Changing Hawaii

By Diane Yukihiro Chang

Monday, February 8, 1999

Wedding mills
belong in the churches

THEY are a familiar weekday sight at local cathedrals: The resplendently white-attired bride and groom, adorned with island flowers, surrounded by beaming family and friends wielding video cameras. How darling that, of all the places in the world, these tourist lovebirds choose romantic Hawaii to take their vows.

Unfortunately, too much of a good thing can cause problems. And that seems to be happening more and more in Hawaii, with entrepreneurs envisioning wedding mill operations in residential neighborhoods like Nuuanu or agricultural areas like Kahaluu. Thus far, they have been mostly unsuccessful.

The latest commercial assault, however, is in Aina Haina, where Susan M. and Richard K. Mirikitani want to start a wedding service in a beachfront home called the Bayer Estate, located right next door to Calvary-by-the-Sea Lutheran Church.

Why the Mirikitanis want to do this is quite understandable.
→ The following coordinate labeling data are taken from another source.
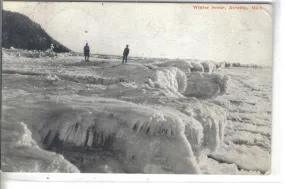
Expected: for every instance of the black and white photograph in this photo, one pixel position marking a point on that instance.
(136, 88)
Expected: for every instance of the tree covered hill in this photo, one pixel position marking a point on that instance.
(21, 32)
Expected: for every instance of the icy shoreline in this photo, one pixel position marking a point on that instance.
(123, 111)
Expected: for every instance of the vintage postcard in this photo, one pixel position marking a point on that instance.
(149, 88)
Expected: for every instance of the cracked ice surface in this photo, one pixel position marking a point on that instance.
(141, 116)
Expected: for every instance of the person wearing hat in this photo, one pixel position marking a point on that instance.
(125, 54)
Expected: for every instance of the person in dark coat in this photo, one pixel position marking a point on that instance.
(125, 54)
(86, 52)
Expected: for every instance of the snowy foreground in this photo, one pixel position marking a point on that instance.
(147, 116)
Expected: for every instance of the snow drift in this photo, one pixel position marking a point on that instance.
(209, 66)
(20, 153)
(202, 85)
(141, 134)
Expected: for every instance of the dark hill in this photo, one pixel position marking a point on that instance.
(21, 32)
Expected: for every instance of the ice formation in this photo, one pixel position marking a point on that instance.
(20, 153)
(140, 133)
(181, 64)
(141, 117)
(202, 85)
(209, 66)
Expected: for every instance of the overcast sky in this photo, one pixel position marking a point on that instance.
(157, 30)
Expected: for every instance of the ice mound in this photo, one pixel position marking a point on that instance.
(141, 134)
(196, 66)
(220, 65)
(172, 78)
(248, 158)
(20, 153)
(213, 119)
(181, 64)
(202, 85)
(209, 66)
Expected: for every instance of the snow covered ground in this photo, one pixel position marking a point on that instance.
(147, 116)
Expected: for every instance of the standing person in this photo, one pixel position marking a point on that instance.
(86, 52)
(125, 54)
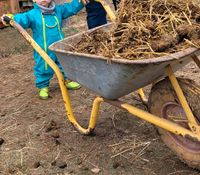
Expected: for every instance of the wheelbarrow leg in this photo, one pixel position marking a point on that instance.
(191, 119)
(196, 60)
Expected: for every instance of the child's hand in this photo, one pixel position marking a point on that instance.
(8, 15)
(84, 1)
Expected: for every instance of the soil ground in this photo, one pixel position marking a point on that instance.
(39, 140)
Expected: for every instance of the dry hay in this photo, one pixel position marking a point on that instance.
(146, 29)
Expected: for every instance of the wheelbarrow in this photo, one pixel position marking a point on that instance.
(174, 104)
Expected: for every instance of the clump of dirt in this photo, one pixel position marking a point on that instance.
(146, 29)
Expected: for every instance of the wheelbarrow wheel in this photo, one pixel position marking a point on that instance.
(163, 102)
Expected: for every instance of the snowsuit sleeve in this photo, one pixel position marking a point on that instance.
(70, 9)
(24, 19)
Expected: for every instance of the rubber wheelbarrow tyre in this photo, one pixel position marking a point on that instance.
(163, 102)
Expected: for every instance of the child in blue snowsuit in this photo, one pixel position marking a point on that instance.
(45, 20)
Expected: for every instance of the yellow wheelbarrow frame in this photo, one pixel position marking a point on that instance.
(160, 122)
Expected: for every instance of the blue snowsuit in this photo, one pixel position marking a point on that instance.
(47, 29)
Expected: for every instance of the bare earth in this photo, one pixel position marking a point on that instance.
(39, 140)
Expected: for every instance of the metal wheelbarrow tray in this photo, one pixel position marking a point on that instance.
(121, 76)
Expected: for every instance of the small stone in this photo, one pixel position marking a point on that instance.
(1, 141)
(116, 165)
(36, 164)
(55, 135)
(95, 170)
(57, 142)
(62, 165)
(53, 163)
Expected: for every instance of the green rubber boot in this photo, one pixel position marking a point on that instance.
(44, 93)
(72, 85)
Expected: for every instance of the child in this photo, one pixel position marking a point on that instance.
(45, 20)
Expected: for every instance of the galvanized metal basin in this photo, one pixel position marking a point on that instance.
(120, 77)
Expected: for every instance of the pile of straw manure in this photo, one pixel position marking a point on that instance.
(146, 29)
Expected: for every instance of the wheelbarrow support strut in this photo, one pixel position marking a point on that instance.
(160, 122)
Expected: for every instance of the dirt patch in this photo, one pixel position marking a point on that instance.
(37, 139)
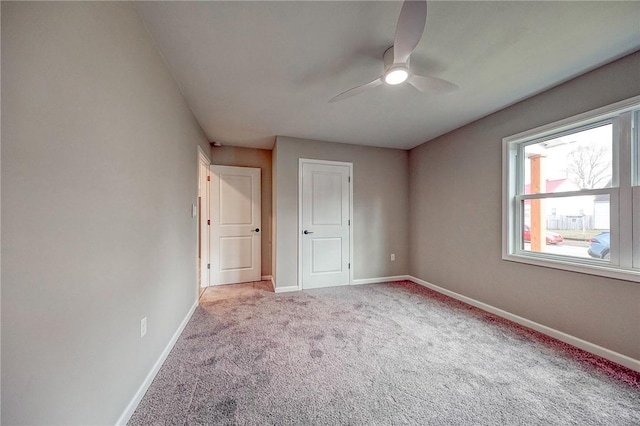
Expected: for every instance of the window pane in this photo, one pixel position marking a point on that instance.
(568, 226)
(581, 160)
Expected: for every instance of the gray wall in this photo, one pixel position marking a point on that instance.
(380, 203)
(99, 172)
(456, 225)
(259, 158)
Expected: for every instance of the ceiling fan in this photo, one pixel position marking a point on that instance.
(411, 22)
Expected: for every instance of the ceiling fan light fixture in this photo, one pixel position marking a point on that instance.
(396, 76)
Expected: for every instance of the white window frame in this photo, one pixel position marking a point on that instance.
(623, 195)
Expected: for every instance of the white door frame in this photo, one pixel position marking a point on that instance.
(302, 161)
(202, 271)
(218, 230)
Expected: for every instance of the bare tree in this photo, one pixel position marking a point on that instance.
(589, 167)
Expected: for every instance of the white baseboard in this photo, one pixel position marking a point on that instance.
(286, 289)
(616, 357)
(381, 279)
(131, 408)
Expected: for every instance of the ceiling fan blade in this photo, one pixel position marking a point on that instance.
(431, 85)
(357, 90)
(411, 22)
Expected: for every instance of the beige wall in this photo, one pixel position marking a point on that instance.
(259, 158)
(99, 172)
(456, 225)
(380, 203)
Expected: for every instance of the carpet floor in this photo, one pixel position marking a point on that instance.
(379, 354)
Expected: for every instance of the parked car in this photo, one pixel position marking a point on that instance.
(600, 245)
(551, 237)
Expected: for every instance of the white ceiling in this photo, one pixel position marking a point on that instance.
(254, 70)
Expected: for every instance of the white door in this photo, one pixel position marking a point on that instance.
(203, 218)
(325, 211)
(235, 225)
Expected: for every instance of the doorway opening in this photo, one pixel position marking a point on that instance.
(202, 213)
(325, 239)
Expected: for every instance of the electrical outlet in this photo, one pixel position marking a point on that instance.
(143, 327)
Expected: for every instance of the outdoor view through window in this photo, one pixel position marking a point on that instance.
(575, 224)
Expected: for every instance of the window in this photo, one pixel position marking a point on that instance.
(572, 191)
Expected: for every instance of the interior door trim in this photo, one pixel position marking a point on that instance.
(302, 161)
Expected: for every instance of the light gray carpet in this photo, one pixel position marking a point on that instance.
(381, 354)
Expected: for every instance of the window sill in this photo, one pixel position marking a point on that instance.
(586, 267)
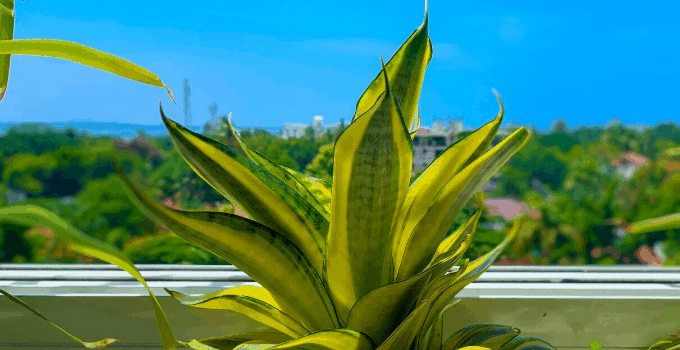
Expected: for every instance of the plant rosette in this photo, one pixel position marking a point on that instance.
(368, 252)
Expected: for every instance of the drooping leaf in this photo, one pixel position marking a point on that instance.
(277, 170)
(433, 336)
(248, 301)
(6, 33)
(98, 344)
(405, 334)
(373, 161)
(332, 339)
(491, 336)
(319, 188)
(438, 282)
(405, 71)
(256, 192)
(29, 215)
(454, 283)
(230, 342)
(255, 249)
(83, 55)
(456, 244)
(527, 343)
(426, 187)
(431, 227)
(393, 302)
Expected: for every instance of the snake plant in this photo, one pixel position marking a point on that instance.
(362, 263)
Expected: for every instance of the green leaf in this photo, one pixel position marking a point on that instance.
(319, 188)
(256, 192)
(230, 342)
(405, 71)
(236, 143)
(405, 334)
(29, 215)
(332, 339)
(491, 336)
(373, 161)
(431, 227)
(454, 246)
(527, 343)
(252, 301)
(260, 252)
(393, 302)
(437, 283)
(83, 55)
(433, 336)
(426, 187)
(454, 283)
(6, 33)
(668, 222)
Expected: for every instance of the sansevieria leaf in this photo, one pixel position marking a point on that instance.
(257, 250)
(491, 336)
(6, 33)
(32, 216)
(456, 244)
(83, 55)
(254, 302)
(447, 205)
(393, 302)
(319, 188)
(445, 294)
(256, 192)
(237, 144)
(232, 341)
(371, 174)
(332, 339)
(405, 71)
(426, 187)
(97, 344)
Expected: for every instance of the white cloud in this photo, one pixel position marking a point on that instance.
(511, 31)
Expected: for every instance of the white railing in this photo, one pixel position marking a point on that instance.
(622, 307)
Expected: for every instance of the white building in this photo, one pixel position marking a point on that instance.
(428, 143)
(298, 130)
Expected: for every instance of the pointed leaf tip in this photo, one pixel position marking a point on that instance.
(170, 93)
(384, 71)
(500, 102)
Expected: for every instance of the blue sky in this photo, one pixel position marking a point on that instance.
(275, 62)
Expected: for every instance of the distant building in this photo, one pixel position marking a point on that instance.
(298, 130)
(631, 161)
(428, 143)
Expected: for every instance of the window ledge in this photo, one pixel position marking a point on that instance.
(620, 306)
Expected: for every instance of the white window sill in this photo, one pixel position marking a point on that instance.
(620, 306)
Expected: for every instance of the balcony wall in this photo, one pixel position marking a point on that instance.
(622, 307)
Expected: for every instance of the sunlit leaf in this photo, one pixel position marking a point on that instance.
(442, 212)
(83, 55)
(255, 249)
(251, 301)
(29, 215)
(256, 192)
(6, 33)
(373, 161)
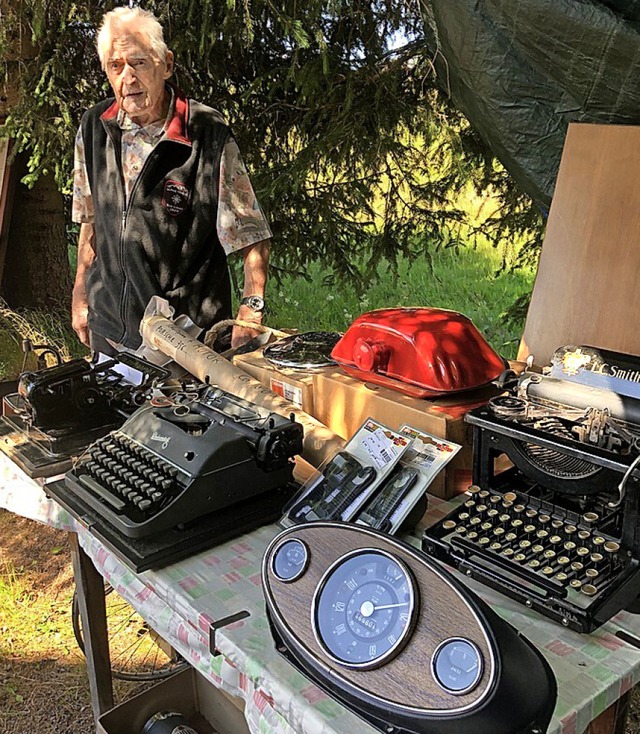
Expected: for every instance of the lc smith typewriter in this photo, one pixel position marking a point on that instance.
(183, 473)
(552, 518)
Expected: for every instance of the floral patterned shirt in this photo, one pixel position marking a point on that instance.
(240, 220)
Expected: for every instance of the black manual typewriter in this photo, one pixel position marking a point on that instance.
(58, 411)
(552, 518)
(181, 474)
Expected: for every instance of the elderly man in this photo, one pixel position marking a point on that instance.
(162, 197)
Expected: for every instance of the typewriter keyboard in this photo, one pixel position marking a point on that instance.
(127, 477)
(540, 550)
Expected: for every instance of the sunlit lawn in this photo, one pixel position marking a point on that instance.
(467, 280)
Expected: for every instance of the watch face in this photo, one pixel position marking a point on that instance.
(256, 303)
(364, 609)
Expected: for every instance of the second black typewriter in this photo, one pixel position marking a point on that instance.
(182, 473)
(552, 518)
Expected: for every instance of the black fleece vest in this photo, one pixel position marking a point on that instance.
(165, 241)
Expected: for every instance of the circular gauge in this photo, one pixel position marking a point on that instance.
(364, 609)
(290, 560)
(457, 666)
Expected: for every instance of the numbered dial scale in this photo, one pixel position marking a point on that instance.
(364, 609)
(394, 637)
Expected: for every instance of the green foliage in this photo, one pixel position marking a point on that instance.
(352, 147)
(464, 281)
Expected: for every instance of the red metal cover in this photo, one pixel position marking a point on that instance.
(422, 352)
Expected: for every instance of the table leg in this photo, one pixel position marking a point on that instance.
(90, 587)
(613, 720)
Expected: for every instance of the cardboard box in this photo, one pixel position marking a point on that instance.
(295, 386)
(343, 403)
(207, 709)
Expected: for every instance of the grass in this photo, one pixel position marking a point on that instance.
(468, 280)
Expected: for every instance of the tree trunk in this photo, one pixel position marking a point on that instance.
(36, 269)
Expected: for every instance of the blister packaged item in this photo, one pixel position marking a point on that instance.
(347, 482)
(403, 491)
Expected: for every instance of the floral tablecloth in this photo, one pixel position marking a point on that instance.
(181, 601)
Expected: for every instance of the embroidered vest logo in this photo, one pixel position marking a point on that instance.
(175, 198)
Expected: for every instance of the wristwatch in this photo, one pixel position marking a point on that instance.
(255, 303)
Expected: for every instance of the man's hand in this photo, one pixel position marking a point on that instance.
(241, 335)
(79, 315)
(256, 263)
(79, 303)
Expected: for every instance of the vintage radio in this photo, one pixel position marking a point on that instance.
(397, 639)
(553, 517)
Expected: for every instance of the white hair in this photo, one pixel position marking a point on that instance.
(122, 19)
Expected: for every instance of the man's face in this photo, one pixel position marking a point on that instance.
(137, 77)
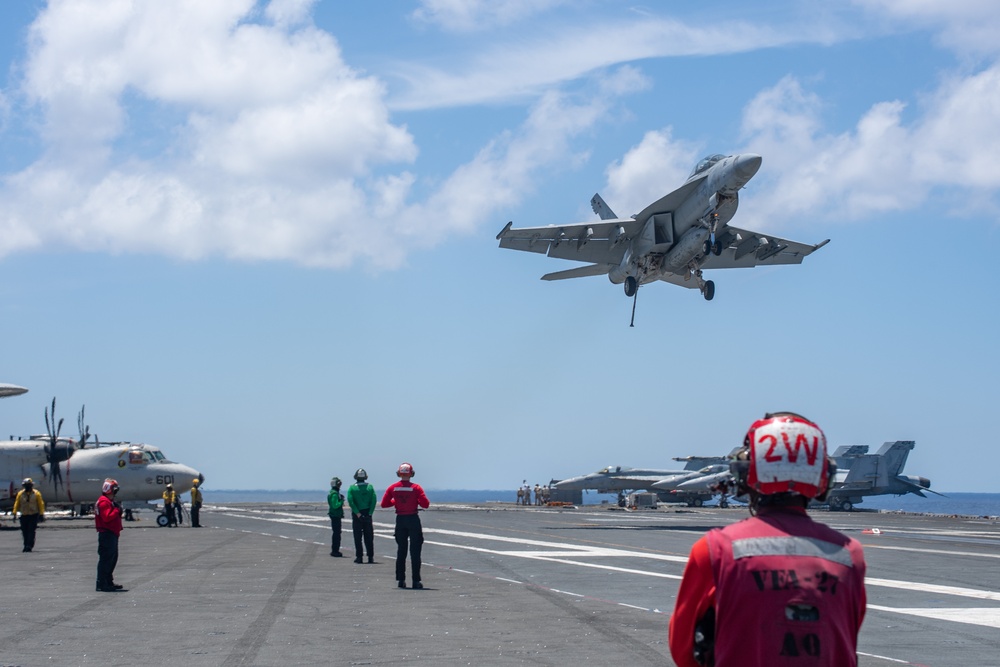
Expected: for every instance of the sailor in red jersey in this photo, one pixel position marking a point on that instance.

The house (they obtained its lease from a family trust) has a grassy lawn overlooking photogenic Maunalua Bay. They got it on the Hawaii Register of Historic Places in 1997, which means certain commercial activities are permitted, even if not normally allowed in residential areas.

The nearby church is already a popular locale for weddings. And the mostly visitor-based business could be a potentially lucrative one, bringing in thousands of dollars a week.

This would be swell for Susan and Richard, whose brother, City Councilman Andy Mirikitani, disagrees with their plans. But would it be good for their neighbors who, unlike the enterprising couple, actually live in the peaceful community and whose families have resided there for decades?

Not according to determined Gregg Kashiwa, a lifelong resident of the area and a leader of the project's opposition. The 57-year-old development consultant is worried that, once a wedding mill starts humming at the Bayer Estate, every house along the water in Aina Haina and all the way up to Portlock and Hawaii Kai could become a target for crass commercialization.

Imagine the caravans of mini-buses and 30-foot-long limousines causing congestion and danger on already speedy Kalanianaole Highway. Think of the nonstop noise from weddings and photo sessions every hour, six days a week, when many of the residents are house-bound elderly who simply want to enjoy their retirement years.

But mostly contemplate this common-sense concept: Marriage ceremonies belong in churches. "All weddings should be directed to churches, especially in these hard times" says Kashiwa. "Churches put the money back into the community, like how Calvary-by-the-Sea helps the homeless, teens and the needy. Until the churches are all booked up, and there's a need for more places to do weddings, only then should we consider performing them en masse at private homes."

IN total agreement is Rep. David Stegmaier (D-Kalama Valley, Hawaii Kai, Portlock), who has introduced legislation this session to clarify the historic preservation law. HB 1378 and SB 1453 would ensure that historic properties like the Bayer Estate keep within the allowable ranges of usage found in their zoning districts, and that their activities not negatively impact nearby properties. Councilwoman Donna Kim, who heads the city's zoning committee, would welcome such legislative clarification, Kashiwa says.

Hawaii still wants to be the place where tourist lovebirds fly to get married. But they should be flocking to churches.

Diane Yukihiro Chang's column runs Monday and Friday.